What Families Say About the Benefits and Costs of FMS
Hear from Experienced Families
Benefits:
- Flexibility allows focus on what is important to the person and creative response to new opportunities or changing needs.
- Individualized support for community engagement: support is fit to the person in community, the person is not fit into a program.
- Responsibility for supports offers control of who provides what support and when. Family values and vision govern.
- Available alternatives offer less.
Cost in Time and Effort:
- Accountability to employees and to PDD can be a lot to keep up with. (For many families this concern decreases considerably with experience.)
- Recruiting staff and adjusting to turnover requires attention and can create anxiety.
- There are uncertainties. PDD policy and allocations influence FMS and could change to the disadvantage of FMS participants. This could also happen to agency services.
Bottom Line:
There is work to do but, over time, the results you can create together are well worth it. Most families manage very well.

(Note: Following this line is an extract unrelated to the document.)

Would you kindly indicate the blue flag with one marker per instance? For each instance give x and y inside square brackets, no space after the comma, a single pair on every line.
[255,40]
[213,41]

Barb MacIntyre - The advantages are that we can be flexible, creative, really pay attention to what’s needed at the time. Those are the same things that become challenging about it... what do we tap into next to grow the network?
Kim Edwards & Dave Kinders - It only takes one trip out to a mall and see one group of people being led around by a worker to know that’s not what I want for my daughter. Although there is extra work, we are in control.
Wendy McDonald - Because we have been able to pick (who works with him), Kyle has been able to experience community engagement ways that I don’t think would be possible if we didn’t have the employer relationship with staff.
Robin Acton - We as a family have control. We get to decide who we hire, what they do and when they do it. We aren’t restricted by a typical work week. She wants a night life; I can recruit somebody who is available at those times. The flexibility is a huge advantage.
Laurie Peterson - (The administrative work) is a whole lot to keep on top of, and there is just a fear that you won’t always have the support that you need.
Louise Gendreau & Robert Howard -When we were thinking about FMS we were told that it was too much work, and it is a lot of work. On the other hand (families that have moved from FMS to agencies) regret the (move) because they have the stresses but don’t have the control.